How to choose the right college

Frustrated_man_at_a_desk_(cropped)

By John Lee

Someone asks me for my GPA, and I tell them. Their automatic response is to say that I am Harvard-bound. Or Stanford-bound. Or whatever other Ivy League college you could name-bound.

The trouble with this is not that they assume all students with high GPAs and above-average SAT scores will get accepted to these top-notch schools; rather, it is that they assume these students want to attend these schools in the first place, whether they get accepted or not.

As a soon-to-be senior in high school, I must finally being to prepare myself to make that ultimate decision that will decide at least the next four years of my life: where do I go for college? It is a daunting question, perhaps the most important one I will need to answer, until it comes time to find a job or a significant other. Yet, for an issue so vital and imperative, there seems to be too many people who fail to understand how to properly address it.

Of course, I have no real right to claim that I know more than anyone else, since I have not even decided on what I want to major in. But one thing I do know is that choosing a college is not about going to the most prestigious school.
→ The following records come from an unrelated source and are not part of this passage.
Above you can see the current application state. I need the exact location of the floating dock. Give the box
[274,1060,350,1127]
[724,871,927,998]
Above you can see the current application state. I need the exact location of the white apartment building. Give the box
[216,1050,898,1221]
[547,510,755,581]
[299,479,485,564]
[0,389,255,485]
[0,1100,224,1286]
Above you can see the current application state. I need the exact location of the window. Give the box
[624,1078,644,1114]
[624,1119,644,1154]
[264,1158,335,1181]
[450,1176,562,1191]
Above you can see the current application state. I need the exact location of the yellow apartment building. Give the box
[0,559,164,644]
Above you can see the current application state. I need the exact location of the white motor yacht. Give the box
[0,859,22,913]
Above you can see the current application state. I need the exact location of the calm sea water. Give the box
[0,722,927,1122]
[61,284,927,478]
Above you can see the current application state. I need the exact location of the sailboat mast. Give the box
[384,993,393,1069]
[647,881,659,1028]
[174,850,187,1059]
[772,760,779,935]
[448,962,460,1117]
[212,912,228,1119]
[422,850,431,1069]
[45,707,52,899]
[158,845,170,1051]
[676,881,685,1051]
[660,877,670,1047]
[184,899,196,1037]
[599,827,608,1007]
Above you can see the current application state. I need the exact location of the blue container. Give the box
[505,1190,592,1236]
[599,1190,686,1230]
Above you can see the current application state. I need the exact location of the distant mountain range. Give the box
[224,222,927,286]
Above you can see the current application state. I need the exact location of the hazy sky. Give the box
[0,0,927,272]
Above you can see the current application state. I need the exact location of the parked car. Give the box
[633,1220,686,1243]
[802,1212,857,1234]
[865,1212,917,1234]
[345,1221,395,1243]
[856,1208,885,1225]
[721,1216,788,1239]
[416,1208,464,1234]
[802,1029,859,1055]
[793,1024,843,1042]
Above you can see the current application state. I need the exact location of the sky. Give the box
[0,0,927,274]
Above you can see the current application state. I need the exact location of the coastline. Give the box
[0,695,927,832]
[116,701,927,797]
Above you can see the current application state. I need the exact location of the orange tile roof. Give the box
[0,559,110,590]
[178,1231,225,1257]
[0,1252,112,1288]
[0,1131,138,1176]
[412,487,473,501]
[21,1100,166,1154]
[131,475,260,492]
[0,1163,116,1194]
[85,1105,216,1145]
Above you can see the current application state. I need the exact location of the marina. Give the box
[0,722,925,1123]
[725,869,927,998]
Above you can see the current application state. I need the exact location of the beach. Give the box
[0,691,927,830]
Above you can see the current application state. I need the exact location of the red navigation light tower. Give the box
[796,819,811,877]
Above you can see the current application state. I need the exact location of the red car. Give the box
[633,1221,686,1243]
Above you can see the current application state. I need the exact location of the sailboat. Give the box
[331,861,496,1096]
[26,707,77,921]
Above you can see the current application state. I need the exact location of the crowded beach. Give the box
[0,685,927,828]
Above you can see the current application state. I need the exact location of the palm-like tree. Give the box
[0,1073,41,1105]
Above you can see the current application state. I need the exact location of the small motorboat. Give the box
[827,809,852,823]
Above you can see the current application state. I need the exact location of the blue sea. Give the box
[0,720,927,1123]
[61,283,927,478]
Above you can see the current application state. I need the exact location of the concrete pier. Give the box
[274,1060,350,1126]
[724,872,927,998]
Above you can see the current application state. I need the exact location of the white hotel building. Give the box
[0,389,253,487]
If I am going to live somewhere for four years, I definitely do not want it to be somewhere I chose simply because I fit their qualifications.

Choosing the wrong college will cost you. Literally. Sure, Yale is a fantastic school, but with a $60,000+ tuition, you need to consider if paying thousands more dollars will really give you a better college experience. There are so many opportunities to get financial aid, grants, and scholarships, yet even with all the help you could get, the average national debt of graduating students falls in the twenty-thousands, which can take years of employment to pay off. Now, that does not mean a high cost should immediately turn you away from even considering the school, but definitely maintain a fiscal mentality because you do not want to be worrying about debt when you are 27-years-old and looking for a place to live with your spouse and future kids.

School life is now your life. When you begin researching colleges, think of it like you are looking for a new house to live in—because for about eight months every year, for at least four years, you are going to eat, sleep, play, and learn there whether you like it or not. So you better make sure you like it. There is a lot to consider when analyzing a school’s environment: geography, setting, size, extracurricular activities, sports, demographics, transportation, culture. Even how the dorm room looks will play a huge part. It may not seem so, but just imagine how discouraging it would be to wake up every morning in a box that you cannot stand to look at. You need to go to a school that will make you feel comfortable, just as if you were back home—a place where you could do more than just study, where you will find a community of students who share your interests, and where you will not be afraid to explore and discover.

There’s a difference between challenging and implausible. Okay, a majority of us would be unbelievably proud if we opened up a letter from Princeton that began with “Congratulations!” But for that same majority, the high academic standards of such an esteemed institution could really inhibit their growth as a student and individual. We always hear words of wisdom encouraging us to challenge ourselves—never settle for less. Though we do always need some kind of push to get moving, when it comes to college, we do not want to lean too far over the edge of the cliff. Find a school that will require dedication and work ethics, but not to the point that all you will be doing is sitting in your dorm or at the library studying and surviving solely on coffee. Students are often recommended to apply to safety, match, and reach schools (in order of decreasing probability of acceptance). Getting into one of your dream reach schools will feel great, but ask yourself if you are really up for the challenge.